I love the color of this coat and once finished my daughter was in love.  As I was putting the pieces together, she kept saying that I was making her a robe.  The fur collar kind of changed her mind.

The Review

Pattern Description:  Misses unlined/lined coast with different variations.

Pattern Sizing:  Y (XSM - MED)

Did it look like the photo/drawing on the pattern envelope once you were done sewing with it?  Yes.

Were the instructions easy to follow?  The instructions were easy, but applying the lining was a bit tricky. (honestly, I started the lining before I read the lining instructions and ended up redoing another set of lining pieces, which makes that my fault. oh oh).

Fabric Used:  Wool

Pattern alterations or any design changes you made:  I had to make a pattern specifically for my daughter and I used muslin as a guide for the fit.  With my daughter being a lot of different sizes in 1 the sizes ranged between the medium, small, and extra small. (as reference not numbers).

Would you sew it again?
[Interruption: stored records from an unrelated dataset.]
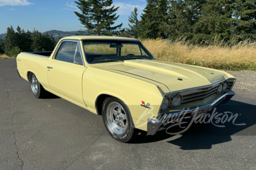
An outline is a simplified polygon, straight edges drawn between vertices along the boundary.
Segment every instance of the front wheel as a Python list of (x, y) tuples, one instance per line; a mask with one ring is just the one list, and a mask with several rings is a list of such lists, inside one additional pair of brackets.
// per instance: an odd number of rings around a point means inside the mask
[(102, 118), (109, 134), (118, 141), (130, 142), (138, 134), (128, 108), (118, 99), (108, 97), (105, 100)]

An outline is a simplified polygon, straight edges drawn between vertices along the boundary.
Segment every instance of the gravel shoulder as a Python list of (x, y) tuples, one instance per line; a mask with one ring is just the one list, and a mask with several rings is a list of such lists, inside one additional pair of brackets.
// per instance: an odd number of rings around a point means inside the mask
[(256, 71), (226, 71), (237, 78), (234, 88), (247, 91), (256, 92)]

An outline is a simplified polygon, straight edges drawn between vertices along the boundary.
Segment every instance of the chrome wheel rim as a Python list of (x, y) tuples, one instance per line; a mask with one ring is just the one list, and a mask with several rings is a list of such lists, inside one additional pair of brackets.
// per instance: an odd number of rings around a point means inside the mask
[(35, 74), (33, 74), (32, 75), (31, 78), (31, 90), (33, 94), (36, 95), (38, 93), (38, 79), (36, 79), (36, 76), (35, 75)]
[(127, 129), (128, 121), (123, 108), (117, 102), (112, 102), (108, 106), (106, 118), (110, 130), (118, 134), (123, 134)]

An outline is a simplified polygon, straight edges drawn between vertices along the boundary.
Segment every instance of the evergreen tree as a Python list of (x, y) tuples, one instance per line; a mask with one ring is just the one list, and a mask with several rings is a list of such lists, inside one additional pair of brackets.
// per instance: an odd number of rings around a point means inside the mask
[(3, 42), (3, 40), (0, 39), (0, 54), (3, 54), (5, 53), (5, 44)]
[(236, 8), (237, 24), (235, 33), (242, 40), (249, 37), (256, 40), (256, 1), (238, 0)]
[(116, 26), (115, 21), (118, 18), (115, 13), (119, 7), (112, 6), (113, 0), (78, 0), (75, 2), (81, 14), (75, 12), (81, 23), (87, 29), (88, 34), (113, 35), (121, 28), (122, 23)]
[(17, 46), (23, 52), (30, 51), (30, 48), (31, 46), (32, 40), (31, 34), (28, 31), (25, 32), (24, 29), (22, 30), (18, 26), (17, 32), (15, 33), (16, 37)]
[(32, 33), (32, 40), (31, 49), (34, 52), (52, 51), (56, 45), (56, 41), (52, 36), (48, 33), (42, 35), (35, 29)]
[(236, 19), (233, 16), (236, 0), (208, 0), (202, 7), (202, 16), (193, 27), (199, 41), (229, 40), (233, 35)]
[(135, 7), (133, 10), (131, 11), (131, 16), (129, 16), (128, 25), (130, 27), (130, 29), (127, 29), (127, 32), (131, 36), (133, 36), (134, 38), (137, 39), (139, 36), (139, 20), (138, 20), (138, 14), (137, 12), (138, 8)]
[(186, 36), (193, 36), (193, 27), (201, 15), (202, 5), (206, 0), (171, 2), (169, 8), (168, 36), (173, 40)]
[(5, 40), (5, 53), (7, 54), (13, 48), (17, 46), (16, 37), (13, 26), (8, 27)]
[(166, 37), (167, 5), (166, 0), (147, 0), (139, 24), (142, 37)]

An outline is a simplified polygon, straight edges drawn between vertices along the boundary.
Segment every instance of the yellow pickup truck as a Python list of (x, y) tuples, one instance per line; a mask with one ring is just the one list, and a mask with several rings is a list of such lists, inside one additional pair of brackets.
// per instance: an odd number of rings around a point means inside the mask
[(16, 62), (36, 97), (50, 92), (102, 115), (122, 142), (141, 130), (154, 135), (177, 116), (202, 116), (235, 95), (232, 75), (158, 61), (134, 39), (67, 37), (53, 52), (21, 53)]

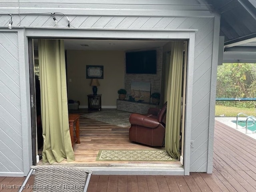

Would you recommend it to others?  Yes, Yes.

Conclusion:  This pattern would make a really good pattern to use with a less bulky fabric (poplin, flannel, or brushed wool).  I liked that this was an easier pattern that I had first thought.  It was similar to making a robe, but with more detail on the collar.  The front facing and the front panel had to be lined in order to get the collar to line up for tacking.
I used a heavy weight interfacing and a lot of steam and dry ironing to press this particular fabric to make it workable and to get the seams as small as they would go,  The pins are in place because the idea was to run a seam along the lines and omit the fur collar (here is where the robe look happens).  With my daughter the shoulders were way to long, so I had to cut 1 1/2" off both shoulders and the sleeves.  The S sleeves were too tight and the MED sleeves were too big.  So, I used her arm measurements to make a sleeve that fit between the 2 and added 1/2" for seam allowance.  The bodice of the MED was way too big from the waist down.  Here I had to take her measurements and adjust the muslin to suit her.  I had to take a complete 1" off the back at the top and graded down by 3" from the waist and 4" at the widest hip area.  For the front (without the attached facing and lining) I continued with 1' taken from the top, 3" at the waist and 4" at the hips.  With the lining and front facing I took 1" off the facing that attached to the lining side and used the same 1"- 3"- 4" for the lining piece that connected to the lining back.  I also used those measurements for the lining back.  The sleeve lining was made using the adjusted sleeve muslin minus 1/2".  

Once I had completed all of this it was time to try the coat on again and here is were my young lady says,,,,,,"It's too long".  I can't agree with her on this, but she kind of wanted an above the waist jacket.  I wished she had told me this earlier.  I knew that if I had left the coat as long as it was, she wouldn't want to wear it, so I went back into  the coat lining on the inside left side and cut away 5" from the bottom.  Then cut 1" off the lining and stitched it close all the way across the bottom, closed the side opening and now it is ready for the cleaners.  

Overall, I liked this pattern, but making this coat again is not at the top of my "to do" list.  My daughter has expressed to me that she wants more collars since the fur one is removeable and I do see those in the future, so as I complete those, I'll keep you up to date with that.

Well, that concludes today's post.  I hope you enjoy it.  Thank you for joining me.